Elari escutou os empregados sussurrarem sobre aquilo, escutou Marjeana a notificar que para o espadachim ter feito aquilo pelo rapaz, ele devia ser realmente admirável, a jovem escutava tudo com alivio e tristeza, uma boa notícia acompanhada de um lembrete de Irmai, ela se perguntava que tipo de sentimento o deus da morte tinha por ela ao ponto de sempre parecer próximo de alguma forma.

Seria no dia seguinte, o seu desafio, e Jasti havia sumido, com as lições da escandalo encerradas ela deveria passar mais tempo no quarto que compartilhavam, mas a loira passara todo o dia ausente. Os preparativos mantinham os empregados e serviçais ocupados e ate mesmo Marjeana foi tirada de sua função de estar sempre disponível para ela. Assim, Elari estava sozinha, vagando pelos corredores do Palácio sem um rumo, Kah Sung estava ocupado com os preparativos, Jasti estava desaparecida, Marjeana foi requisitada e Gemma nunca retornou de sua conversa com o aprendiz do espadachim. Elari estava a frente da porta do capitão da guarda, se perguntando se Cassien estaria ali, como Gemma já mencionara antes, era ele quem cuidava de todos os deveres do posto, mesmo não lhe pertencendo, então ela acabou indo ali. Ela queria levantar uma espada contra um oponente tão habilidoso quanto Gemma.

- O que a mocinha faz na frente da minha porta?

Ela viu um macho que desconhecia, ele possuía uma áurea ameaçadora, era muito alto e os olhos azuis quase não visíveis sob o olhar desconfiado dele a amedrontavam, mas ela não demonstraria isso.

- Cassien Lirce, eu o procuro.

O macho imediatamente assumiu uma nova atmosfera e abriu um sorriso largo e descontraído.

- Então o garoto tem quem o procure? Vejo que ele cresceu bastante com a nova patente. Uma pena que seja uma das garotas do rei.

Ela não negaria, não quando não sabia que tipo de guarda era aquele.

- Se o encontrar, diga que o capitão está agradecido e o pai, orgulhoso.

Ela acenou e se virou para sair logo dali, ele tinha um jeito estranho, como se a ameaça que representasse fosse maior que a aparente.

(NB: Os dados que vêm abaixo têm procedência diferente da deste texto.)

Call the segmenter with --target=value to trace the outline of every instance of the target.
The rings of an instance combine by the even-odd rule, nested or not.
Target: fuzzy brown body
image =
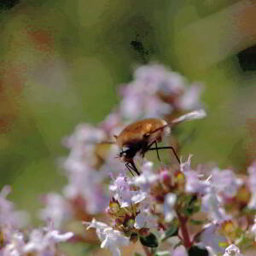
[[[121,148],[131,143],[138,143],[143,140],[151,142],[161,138],[162,131],[152,133],[158,128],[165,125],[166,122],[160,119],[143,119],[127,125],[117,137],[117,144]]]
[[[148,150],[156,150],[158,159],[160,160],[158,150],[172,149],[180,164],[180,160],[173,147],[158,148],[157,143],[161,142],[163,137],[171,132],[171,125],[183,121],[201,119],[206,115],[206,112],[201,109],[182,115],[169,123],[161,119],[146,119],[134,122],[127,125],[119,136],[115,136],[116,143],[120,148],[119,158],[125,162],[125,166],[131,173],[131,171],[134,171],[137,175],[140,175],[140,172],[137,171],[133,160],[137,153],[143,157]],[[151,148],[154,144],[155,148]]]
[[[154,142],[160,142],[164,133],[170,131],[165,127],[166,122],[160,119],[146,119],[127,125],[117,137],[117,144],[120,149],[131,148],[131,153],[143,154],[148,145]],[[163,129],[160,129],[163,127]],[[159,131],[155,131],[157,129]],[[128,152],[129,153],[129,152]],[[129,161],[134,157],[133,154],[126,154],[124,161]]]

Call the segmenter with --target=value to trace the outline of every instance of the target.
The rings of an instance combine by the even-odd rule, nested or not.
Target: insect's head
[[[120,150],[119,157],[122,161],[128,162],[133,159],[136,153],[133,148],[125,147]]]

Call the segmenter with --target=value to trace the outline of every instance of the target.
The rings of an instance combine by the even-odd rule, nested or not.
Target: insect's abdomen
[[[117,143],[119,148],[122,148],[131,143],[141,143],[142,141],[145,140],[148,142],[152,141],[152,139],[155,140],[161,137],[163,131],[160,130],[156,132],[152,132],[166,124],[165,120],[160,119],[147,119],[132,123],[121,131],[117,138]],[[145,138],[145,135],[148,136],[148,139]]]

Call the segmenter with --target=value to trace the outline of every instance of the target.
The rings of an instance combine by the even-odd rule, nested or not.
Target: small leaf
[[[161,241],[164,241],[167,238],[177,236],[177,230],[178,230],[178,224],[177,223],[173,224],[169,230],[166,231],[164,234],[164,236],[161,238]]]
[[[209,256],[209,253],[205,248],[195,246],[189,248],[189,256]]]
[[[158,247],[157,238],[153,233],[150,233],[147,236],[141,236],[140,241],[143,246],[153,248],[153,247]]]
[[[204,223],[206,223],[207,221],[207,219],[204,219],[204,220],[199,220],[199,219],[194,219],[194,218],[189,219],[189,222],[193,225],[201,225]]]

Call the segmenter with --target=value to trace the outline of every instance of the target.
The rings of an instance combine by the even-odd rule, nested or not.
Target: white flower
[[[187,160],[186,162],[182,162],[182,159],[181,159],[181,163],[180,163],[180,171],[182,172],[183,172],[184,174],[187,174],[189,172],[189,171],[191,170],[191,158],[192,158],[193,154],[189,154],[189,158]]]
[[[72,210],[62,195],[57,193],[49,193],[46,195],[46,207],[41,210],[39,216],[44,221],[51,219],[55,226],[60,228],[62,222],[68,218]]]
[[[177,200],[177,195],[172,193],[167,194],[165,197],[164,214],[165,214],[165,220],[166,222],[171,222],[176,216],[176,212],[174,210],[176,200]]]
[[[51,228],[34,230],[32,231],[28,242],[24,246],[25,253],[37,253],[38,255],[54,256],[55,254],[55,245],[59,242],[67,241],[73,234],[67,232],[60,234],[58,230]]]
[[[224,250],[219,244],[227,241],[224,236],[218,233],[218,226],[212,224],[204,226],[200,241],[206,247],[211,247],[215,253],[223,253]]]
[[[256,161],[249,166],[247,172],[249,173],[249,188],[252,192],[251,200],[247,207],[249,209],[256,209]]]
[[[130,189],[130,180],[126,177],[119,176],[109,189],[115,192],[114,198],[119,201],[120,207],[126,207],[131,203],[137,204],[147,197],[143,191],[132,191]]]
[[[23,234],[15,232],[12,234],[9,242],[3,249],[3,256],[21,256],[23,254],[24,244]]]
[[[178,246],[173,250],[172,256],[188,256],[187,250],[183,246]]]
[[[112,251],[113,256],[120,256],[119,246],[127,246],[129,244],[129,238],[122,235],[119,230],[108,226],[106,224],[98,222],[95,218],[92,219],[88,229],[95,228],[96,234],[102,241],[102,248],[108,248]]]
[[[210,189],[210,182],[208,180],[200,179],[198,173],[194,171],[187,172],[186,180],[185,190],[188,193],[199,193],[201,195],[205,195]]]
[[[150,214],[149,209],[141,210],[141,212],[135,218],[134,227],[136,229],[142,228],[156,228],[157,222]]]
[[[142,190],[148,192],[150,189],[150,185],[159,179],[159,176],[152,172],[152,162],[144,162],[142,170],[141,175],[134,177],[133,183],[140,187]]]
[[[231,244],[225,249],[225,253],[223,256],[242,256],[242,254],[235,244]]]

Seus passos rápidos ecoavam pelo corredor que tinha tomado, mais um ainda inexplorado por ela e ainda assim sua mente não deixava de vagar para as lembranças do dia anterior, as lembranças do que Kah Sung a havia dito e pedido.
Talvez, com ele talvez ela pudesse suportar uma vida eterna, mas por mais que os sentimentos por ele fossem tão intensos e verdadeiros, ela se questionava se ele bastaria, se o destino de sangue iria ajudar a manter tudo aquilo resistente ao tempo, se ela não se dobraria diante do regente dos homens. Havia muito que mais de um vivia por tempo o suficiente para saber que a eternidade  devia existir, o único que ela havia visto estava ali, naquele Palácio cuidando dos enfermos.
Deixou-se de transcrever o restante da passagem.